[Leet Code] Maximum Nesting Depth of the Parentheses

LeetCode: https://leetcode.com/problems/maximum-nesting-depth-of-the-parentheses/

Problem:

A string is a valid parentheses string (denoted VPS) if it meets one of the following:

• It is an empty string "", or a single character not equal to "(" or ")",
• It can be written as AB (A concatenated with B), where A and B are VPS's, or
• It can be written as (A), where A is a VPS.

We can similarly define the nesting depth depth(S) of any VPS S as follows:

• depth("") = 0
• depth(C) = 0, where C is a string with a single character not equal to "(" or ")".
• depth(A + B) = max(depth(A), depth(B)), where A and B are VPS's.
• depth("(" + A + ")") = 1 + depth(A), where A is a VPS.

For example, "", "()()", and "()(()())" are VPS's (with nesting depths 0, 1, and 2), and ")(" and "(()" are not VPS's.

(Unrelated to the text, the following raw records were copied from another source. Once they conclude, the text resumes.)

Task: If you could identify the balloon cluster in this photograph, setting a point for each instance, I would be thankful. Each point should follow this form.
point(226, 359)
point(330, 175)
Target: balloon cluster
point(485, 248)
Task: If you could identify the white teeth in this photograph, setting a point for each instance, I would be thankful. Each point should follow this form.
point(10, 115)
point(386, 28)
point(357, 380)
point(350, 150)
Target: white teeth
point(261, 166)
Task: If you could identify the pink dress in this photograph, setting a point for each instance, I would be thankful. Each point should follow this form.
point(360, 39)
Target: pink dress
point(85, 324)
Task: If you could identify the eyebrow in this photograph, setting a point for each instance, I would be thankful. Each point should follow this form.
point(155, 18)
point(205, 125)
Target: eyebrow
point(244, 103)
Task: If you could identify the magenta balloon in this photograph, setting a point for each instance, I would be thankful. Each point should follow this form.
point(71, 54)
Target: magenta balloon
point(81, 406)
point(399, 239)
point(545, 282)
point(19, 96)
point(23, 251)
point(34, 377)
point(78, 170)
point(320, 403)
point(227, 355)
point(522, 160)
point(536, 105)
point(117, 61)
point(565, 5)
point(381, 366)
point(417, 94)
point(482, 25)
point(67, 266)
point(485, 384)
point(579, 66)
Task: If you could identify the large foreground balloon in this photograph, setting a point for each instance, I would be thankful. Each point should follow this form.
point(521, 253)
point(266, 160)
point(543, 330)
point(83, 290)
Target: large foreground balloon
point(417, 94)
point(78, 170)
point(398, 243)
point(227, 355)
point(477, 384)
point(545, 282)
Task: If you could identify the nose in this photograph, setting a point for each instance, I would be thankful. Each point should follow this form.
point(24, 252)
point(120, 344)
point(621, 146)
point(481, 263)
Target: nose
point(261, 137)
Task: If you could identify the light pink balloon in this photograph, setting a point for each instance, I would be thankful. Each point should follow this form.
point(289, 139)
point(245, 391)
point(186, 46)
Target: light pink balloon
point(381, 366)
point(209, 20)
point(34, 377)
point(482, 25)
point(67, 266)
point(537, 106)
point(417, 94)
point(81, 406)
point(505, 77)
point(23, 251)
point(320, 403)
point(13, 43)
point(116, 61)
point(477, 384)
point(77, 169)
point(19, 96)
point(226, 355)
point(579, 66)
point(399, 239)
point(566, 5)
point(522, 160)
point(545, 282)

Given a VPS represented as string s, return the nesting depth of s.

Example 1:

Input: s = "(1+(2*3)+((8)/4))+1"
Output: 3
Explanation: Digit 8 is inside of 3 nested parentheses in the string.

Example 2:

Input: s = "(1)+((2))+(((3)))"
Output: 3

Example 3:

Input: s = "1+(2*3)/(2-1)"
Output: 1

Example 4:

Input: s = "1"
Output: 0

Solution:

class Solution(object):
    def maxDepth(self, s):
        """
        :type s: str
        :rtype: int
        """
        stack = []
        max_val = 0
        for i in s:
            if i == "(":
                stack.append(i)
            if i == ")":
                stack.pop()
            length = len(stack)
            if length > max_val:
                max_val = length
        return max_val

Explanation:

For this problem, we want to create a stack that will hold the amount of "(" we have in our string. If we encounter a "(" we will append it to the stack, otherwise, we will pop it. This will mean that outermost parenthesis will persist if we have something like "(a(b) + cd(e)) the (b) will be removed but it will also increase our stack length, and therefore add to our max val!